Economia

Bin Italia, la battaglia per il reddito di base e il «Qe» per il popolo

Bin Italia, la battaglia per il reddito di base e il «Qe» per il popolo

Basic Income Network La storia del Bin-Basic Income Network-Italia, laboratorio teorico e di campagna politiche a sostegno del reddito di base universale, oggi al centro di dibattito politico e culturale. Online il quarto numero del "Quaderno per il reddito" con le proposte di riforma dell'Unione Europea e di finanziamento di una misura ormai urgente

Pubblicato più di 8 anni faEdizione del 15 luglio 2016

Il «Basic Income Network», abbreviato in «Bin Italia», è un laboratorio di idee e iniziative politiche a sostegno del «reddito universale di base». Lo animano avvocati, giudici, ricercatori, attivisti, esperti di diversi orientamenti teorici e politici. Sono loro all’origine di una campagna che nel 2012 ha raccolto oltre 50 mila firme a sostegno di una proposta di legge di iniziativa popolare per istituire in Italia – unico paese dell’Ue insieme alla Grecia – il «reddito minimo garantito». Alla campagna aderirono più di 170 associazioni, movimenti e partiti (Sel e Rifondazione Comunista, tra gli altri) che portò alla presentazione in parlamento di una proposta di legge appoggiata da Sinistra Ecologia e Libertà.

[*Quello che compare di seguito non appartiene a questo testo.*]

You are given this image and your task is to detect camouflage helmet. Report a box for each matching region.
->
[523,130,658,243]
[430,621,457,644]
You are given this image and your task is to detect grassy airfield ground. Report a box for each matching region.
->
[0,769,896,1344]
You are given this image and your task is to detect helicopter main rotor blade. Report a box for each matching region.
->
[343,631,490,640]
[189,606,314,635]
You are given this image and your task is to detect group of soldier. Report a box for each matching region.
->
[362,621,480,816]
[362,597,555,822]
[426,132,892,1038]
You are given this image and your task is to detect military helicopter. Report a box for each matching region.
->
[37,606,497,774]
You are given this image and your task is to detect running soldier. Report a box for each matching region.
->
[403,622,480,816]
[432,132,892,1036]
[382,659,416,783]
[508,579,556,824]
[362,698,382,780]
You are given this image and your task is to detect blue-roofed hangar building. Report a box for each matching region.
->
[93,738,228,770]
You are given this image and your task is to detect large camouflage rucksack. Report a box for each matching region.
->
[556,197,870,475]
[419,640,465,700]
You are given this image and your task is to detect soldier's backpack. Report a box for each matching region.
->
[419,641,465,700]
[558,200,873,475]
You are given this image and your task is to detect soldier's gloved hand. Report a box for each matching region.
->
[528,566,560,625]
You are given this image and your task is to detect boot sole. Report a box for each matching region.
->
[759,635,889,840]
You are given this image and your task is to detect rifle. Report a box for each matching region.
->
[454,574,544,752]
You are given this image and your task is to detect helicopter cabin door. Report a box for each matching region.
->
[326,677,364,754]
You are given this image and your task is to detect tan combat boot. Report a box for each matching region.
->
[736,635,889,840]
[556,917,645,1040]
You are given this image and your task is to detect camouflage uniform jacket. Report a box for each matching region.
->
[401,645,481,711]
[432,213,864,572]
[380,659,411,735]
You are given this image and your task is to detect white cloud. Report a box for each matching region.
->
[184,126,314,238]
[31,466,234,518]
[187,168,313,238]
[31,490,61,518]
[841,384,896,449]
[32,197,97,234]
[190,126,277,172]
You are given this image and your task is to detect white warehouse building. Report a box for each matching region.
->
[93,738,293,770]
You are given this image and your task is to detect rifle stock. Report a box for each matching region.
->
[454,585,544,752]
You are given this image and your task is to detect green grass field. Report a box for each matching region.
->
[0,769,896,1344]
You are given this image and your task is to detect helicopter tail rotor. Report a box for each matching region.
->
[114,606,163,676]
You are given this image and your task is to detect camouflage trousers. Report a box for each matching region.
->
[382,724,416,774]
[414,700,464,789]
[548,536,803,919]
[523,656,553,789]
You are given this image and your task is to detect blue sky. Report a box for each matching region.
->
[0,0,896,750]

Era il 2013, pochi giorni dopo l’inizio dell’attuale legislatura. L’iniziativa conquistò l’interesse del Movimento Cinque Stelle che, oltre alla lotta con il Tav, ha preso dalle sinistre di base – marxiste, liberali, radicali – anche la battaglia per quello che definisce il «reddito di cittadinanza». A quel tempo anche una minoranza del Pd decise di confrontarsi sulla questione più urgente e contemporanea che esiste in Italia. Ricordiamo l’attuale ministro della Funzione Pubblica, Marianna Madia, al flash-mob organizzato a Montecitorio il giorno della presentazione delle firme (la foto è pubblicata in questa pagina). Sembra un secolo fa: altri posizionamenti, altre politiche. Ma l’urgenza per un diritto all’esistenza, sganciato dal lavoro e dai ricatti della povertà e della precarietà da allora si è moltiplicata.

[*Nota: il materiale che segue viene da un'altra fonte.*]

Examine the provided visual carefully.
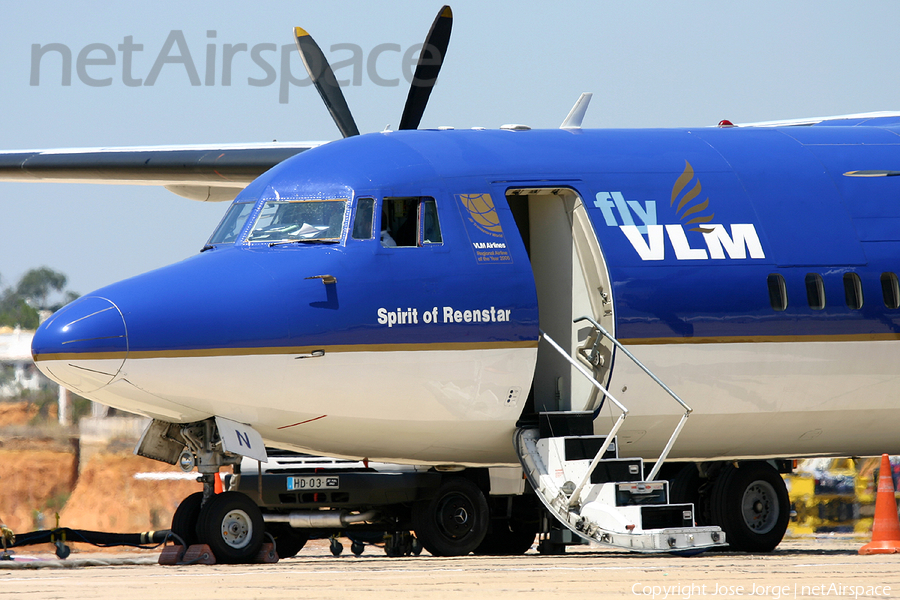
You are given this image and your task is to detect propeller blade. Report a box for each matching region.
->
[294,27,359,137]
[398,6,453,129]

Da una decina d’anni, Bin-Italia raccoglie e rielabora una tradizione mai domata proveniente dai movimenti sociali degli anni Settanta e Ottanta e da un dibattito intellettuale internazionale, pragmatico e cosmopolita, radicale e materialistico: «Reclaim the money» è lo slogan che viene da lontano e oggi ha assunto notevoli sfumature e approfondimenti. A questo «ramo» italiano dell’associazione mondiale promossa tra gli altri dal filosofo belga Philippe Van Parjis si ispirano gran parte delle elaborazioni che oggi alimentano il dibattito, anche parlamentare.

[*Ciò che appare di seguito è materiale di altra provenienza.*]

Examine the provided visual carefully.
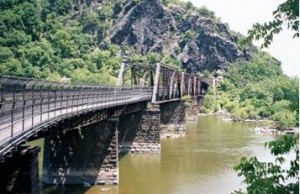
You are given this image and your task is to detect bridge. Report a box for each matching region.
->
[0,63,209,193]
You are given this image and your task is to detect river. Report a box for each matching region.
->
[34,116,274,194]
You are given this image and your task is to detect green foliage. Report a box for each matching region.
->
[203,53,299,129]
[196,6,215,18]
[244,0,299,47]
[0,0,121,84]
[271,109,298,129]
[234,135,299,194]
[182,30,197,42]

Il «Bin» produce i «Quaderni per il reddito». Liberamente scaricabile online da bin-italia.org è da poco uscito il quarto numero di una rivista unica nel nostro paese e assai preziosa per capire che cos’è il reddito di base, le sua differenza con il reddito di cittadinanza, il reddito minimo, il reddito di inserimento sociale e tutte le infinite variazioni di una misura che in Italia rischia di restare purtroppo sconosciuta. Nell’ultimo numero va segnalato il ragionamento che costituisce l’alternativa ai ragionamenti populistici o tecnocratici che si fanno su quel rudere dell’Unione Europea. Un reddito garantito a livello continentale «aumenterebbe la sicurezza economica personale rafforzando la democrazia, rendendo partecipe le persone alle politiche pubbliche» si afferma. Giustizia sociale, solidarietà e innovazione potrebbero essere i principi per finanziare un «Quantitative Easing» «per il popolo». Oggi la Bce finanzia, inutilmente, con 80 miliardi al mese gli Stati e le imprese. Gli stessi soldi (14 mila euro all’anno, 1175 al mese) potrebbero andare alle persone. Il Qe «per il popolo» non viene mai nominato, ma il suo spettro si aggira nelle stanze del potere.